Looking at the data grabbed in that KeilHardFault example:
The msp is 0x24050000 so I'm assuming the sp being 2404ffe0 in the hardfault handler is due to dumping the register info onto the stack. The CFSR points towards this being related to the EPSR. The register values list the iepsr when in the hardfault as being the default value of 0x1000000.
I'm not sure I understand enough of the ARM instruction set and core structure to make much of this. From what I read of someone's description of this error online, it seems to often come from mistakes assembly code instructions (which I shouldn't have touched). Is it possible I'm calling the wrong code or jumping to the wrong location?
I did try to follow along with the debugger but stepping into the application pointer just immediately hardfaults too. I'm not sure if that's just because I have the STM32 IDE inproperly setup or if it's truly failing on the initial jump itself. What I just noticed though is that it seems to hardfault with a different instruction address 0x80c02cc (which seems to be empty space between the isr_vector and the .text section) than if I just run it. Not sure what to make of that at all.

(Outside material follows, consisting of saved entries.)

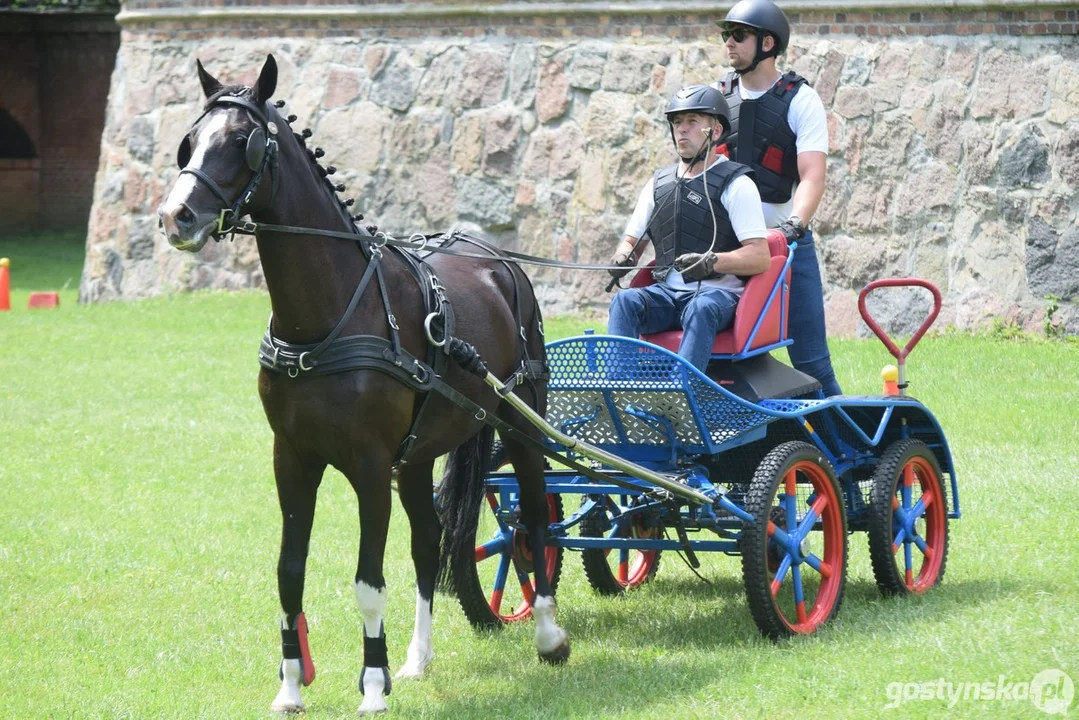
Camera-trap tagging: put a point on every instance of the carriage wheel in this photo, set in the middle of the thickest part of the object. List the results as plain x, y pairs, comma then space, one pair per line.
610, 571
500, 586
794, 569
907, 520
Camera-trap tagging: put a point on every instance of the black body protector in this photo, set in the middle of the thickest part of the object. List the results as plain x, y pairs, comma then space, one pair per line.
682, 222
761, 137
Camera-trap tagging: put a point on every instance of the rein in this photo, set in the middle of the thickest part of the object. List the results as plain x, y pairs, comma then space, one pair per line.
381, 239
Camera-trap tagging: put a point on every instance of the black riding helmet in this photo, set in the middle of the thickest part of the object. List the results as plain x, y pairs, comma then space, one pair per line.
704, 99
764, 16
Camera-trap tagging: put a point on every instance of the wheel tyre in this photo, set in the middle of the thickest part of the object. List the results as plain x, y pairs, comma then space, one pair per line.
640, 567
779, 617
483, 606
907, 459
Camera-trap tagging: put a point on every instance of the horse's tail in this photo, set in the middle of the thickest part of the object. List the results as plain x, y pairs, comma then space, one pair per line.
459, 503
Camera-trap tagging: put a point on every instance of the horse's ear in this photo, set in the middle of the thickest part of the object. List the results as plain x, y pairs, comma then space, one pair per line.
268, 80
209, 83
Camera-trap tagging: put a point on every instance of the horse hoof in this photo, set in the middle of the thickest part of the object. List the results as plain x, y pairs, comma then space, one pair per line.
558, 655
372, 706
289, 708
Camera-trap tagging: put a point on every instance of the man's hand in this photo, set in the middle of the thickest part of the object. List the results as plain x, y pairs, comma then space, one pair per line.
792, 228
625, 262
695, 266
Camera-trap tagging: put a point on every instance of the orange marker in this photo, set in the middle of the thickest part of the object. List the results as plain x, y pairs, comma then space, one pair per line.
4, 284
890, 377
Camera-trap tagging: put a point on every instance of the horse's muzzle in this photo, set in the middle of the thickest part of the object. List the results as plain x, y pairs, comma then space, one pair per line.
185, 229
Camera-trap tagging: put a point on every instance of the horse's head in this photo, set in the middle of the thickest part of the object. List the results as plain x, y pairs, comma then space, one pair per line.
222, 161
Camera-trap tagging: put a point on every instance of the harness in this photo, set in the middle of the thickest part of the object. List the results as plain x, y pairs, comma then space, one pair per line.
365, 352
761, 136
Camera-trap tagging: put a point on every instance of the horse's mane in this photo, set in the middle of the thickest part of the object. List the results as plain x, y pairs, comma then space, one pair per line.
247, 93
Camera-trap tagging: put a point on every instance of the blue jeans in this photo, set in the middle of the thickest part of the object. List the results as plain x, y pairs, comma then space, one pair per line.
700, 314
806, 321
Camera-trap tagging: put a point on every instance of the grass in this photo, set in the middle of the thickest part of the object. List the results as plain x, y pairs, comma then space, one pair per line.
138, 547
44, 261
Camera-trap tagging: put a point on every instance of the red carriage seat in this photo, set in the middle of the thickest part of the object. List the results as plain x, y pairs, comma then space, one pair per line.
738, 340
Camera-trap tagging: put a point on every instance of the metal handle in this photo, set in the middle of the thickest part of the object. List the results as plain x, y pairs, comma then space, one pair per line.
899, 282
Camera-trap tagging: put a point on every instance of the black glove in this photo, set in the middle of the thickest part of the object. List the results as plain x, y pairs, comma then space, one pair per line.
792, 228
625, 262
696, 266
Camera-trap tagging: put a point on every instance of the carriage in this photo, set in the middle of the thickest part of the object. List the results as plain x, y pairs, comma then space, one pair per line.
753, 462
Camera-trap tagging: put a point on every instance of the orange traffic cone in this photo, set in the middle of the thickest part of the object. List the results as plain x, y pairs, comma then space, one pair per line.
4, 284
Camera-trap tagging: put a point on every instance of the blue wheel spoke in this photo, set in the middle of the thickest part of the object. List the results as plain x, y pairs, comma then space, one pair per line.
494, 547
796, 580
806, 524
791, 507
500, 576
784, 565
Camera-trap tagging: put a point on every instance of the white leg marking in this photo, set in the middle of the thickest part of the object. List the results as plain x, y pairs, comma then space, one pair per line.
288, 697
373, 684
549, 636
372, 605
420, 651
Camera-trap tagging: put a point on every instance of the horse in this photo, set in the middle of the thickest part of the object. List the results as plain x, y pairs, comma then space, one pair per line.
355, 393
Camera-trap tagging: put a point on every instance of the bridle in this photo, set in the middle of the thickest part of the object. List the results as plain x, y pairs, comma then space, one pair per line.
261, 154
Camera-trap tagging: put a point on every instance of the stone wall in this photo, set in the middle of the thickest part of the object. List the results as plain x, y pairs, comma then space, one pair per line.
954, 136
54, 81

The CFSR lists a different reason for hard faulting in that case. Instead of an EPSR issue, it's an undefined instruction fault. (CFSR of 0x10000). That makes perfect sense as 0x80c02cc is unwritten (it contains 0xFFFFFFFF).
I will definitely make a note of that for the clocks/PLLS and remove those from the application.
I'm not sure why doing the step into and just running would have different results like this.